I had a Browning HP done in Chromium SS by Metalife about a year ago. It is beautiful. My gunsmith, who sent it off, told me over the phone on recieval that he didn't like it. I think he prefers matte hard chrome, but his comments had me dreading the gun's arrival. But I think this gun is just gorgeous and looks like a stainless Highpower, well polished but not mirror like. Presentation grade Speigel grips don't hurt its arpearance.
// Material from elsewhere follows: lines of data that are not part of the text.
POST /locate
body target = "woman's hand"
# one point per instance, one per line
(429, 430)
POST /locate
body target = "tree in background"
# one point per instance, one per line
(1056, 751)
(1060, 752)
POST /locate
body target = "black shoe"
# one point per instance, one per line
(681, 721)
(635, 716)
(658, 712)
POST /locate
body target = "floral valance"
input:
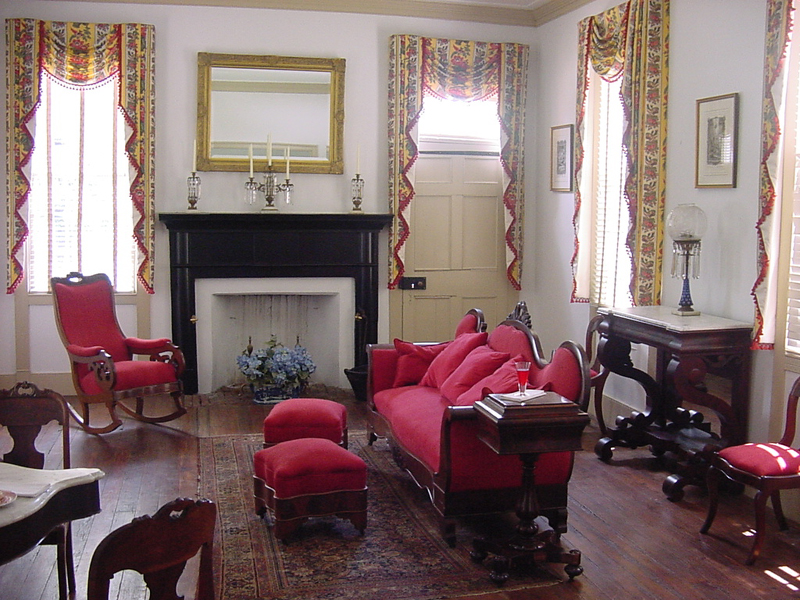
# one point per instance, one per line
(81, 54)
(632, 41)
(764, 292)
(463, 70)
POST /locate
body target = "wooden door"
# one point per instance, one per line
(456, 244)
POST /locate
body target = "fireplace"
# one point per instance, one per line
(256, 245)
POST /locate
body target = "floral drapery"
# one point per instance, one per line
(81, 54)
(764, 292)
(630, 41)
(462, 70)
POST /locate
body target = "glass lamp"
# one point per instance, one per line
(686, 224)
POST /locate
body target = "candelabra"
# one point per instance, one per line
(686, 224)
(193, 181)
(270, 188)
(357, 186)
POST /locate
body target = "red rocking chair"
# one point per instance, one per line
(103, 368)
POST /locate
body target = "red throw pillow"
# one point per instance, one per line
(502, 381)
(414, 361)
(479, 363)
(452, 356)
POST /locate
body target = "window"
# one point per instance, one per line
(80, 212)
(792, 204)
(475, 120)
(604, 184)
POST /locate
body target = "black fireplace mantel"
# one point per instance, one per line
(227, 245)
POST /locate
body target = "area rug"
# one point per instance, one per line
(401, 555)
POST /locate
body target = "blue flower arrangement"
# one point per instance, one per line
(276, 365)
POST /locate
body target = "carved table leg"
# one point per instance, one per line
(534, 539)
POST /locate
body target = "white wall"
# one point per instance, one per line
(716, 47)
(181, 32)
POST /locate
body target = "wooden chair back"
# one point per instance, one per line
(24, 410)
(158, 547)
(790, 427)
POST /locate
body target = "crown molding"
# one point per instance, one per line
(479, 13)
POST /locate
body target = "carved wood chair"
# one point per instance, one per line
(597, 373)
(24, 410)
(769, 468)
(102, 358)
(158, 547)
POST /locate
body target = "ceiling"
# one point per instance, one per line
(530, 13)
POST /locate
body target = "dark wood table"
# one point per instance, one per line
(688, 348)
(25, 522)
(548, 423)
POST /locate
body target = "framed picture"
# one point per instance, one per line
(561, 158)
(715, 158)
My brother had an armoloyed .45 and I have seen regular hard chrome on another. Any future guns I have plated will get this Chromium SS finish.
 
What color is the process by limcat? Is it available in black? Can it be applied to aluminum or stainless steel? What is the turnaround time?

Thanks
 
David Wright,

You sneaky devil, we can't talk about this anymore! Aww heck...

1. It is hard to refute a statement like "You will figure it out eventually." Oh well, untill that day, I'll stick with reliability and saftey over capacity and the easy training transition from mattel cap-pistol to "safe-action."

2. As far as taking the P7's cocking mechanism apart, it is a little more difficult than most other guns. I have done it before--not a huge deal--if you are patient. One of the nice things about P7's is that, unlike the Glock, there is no reason to break it down. I guess if I was always replacing broken parts I would be longing for the simplicity of "Glock perfection."
3. Hee, hee. Anyway thanks for the suggestions. I've already settled on hard-chrome for the PSP. However, if it doesn't cut it I may get my M8 done in something else.

Greg, "me very sorry" Bell

P.S. What does that finish your talking about look like?

[This message has been edited by Greg Bell (edited July 27, 1999).]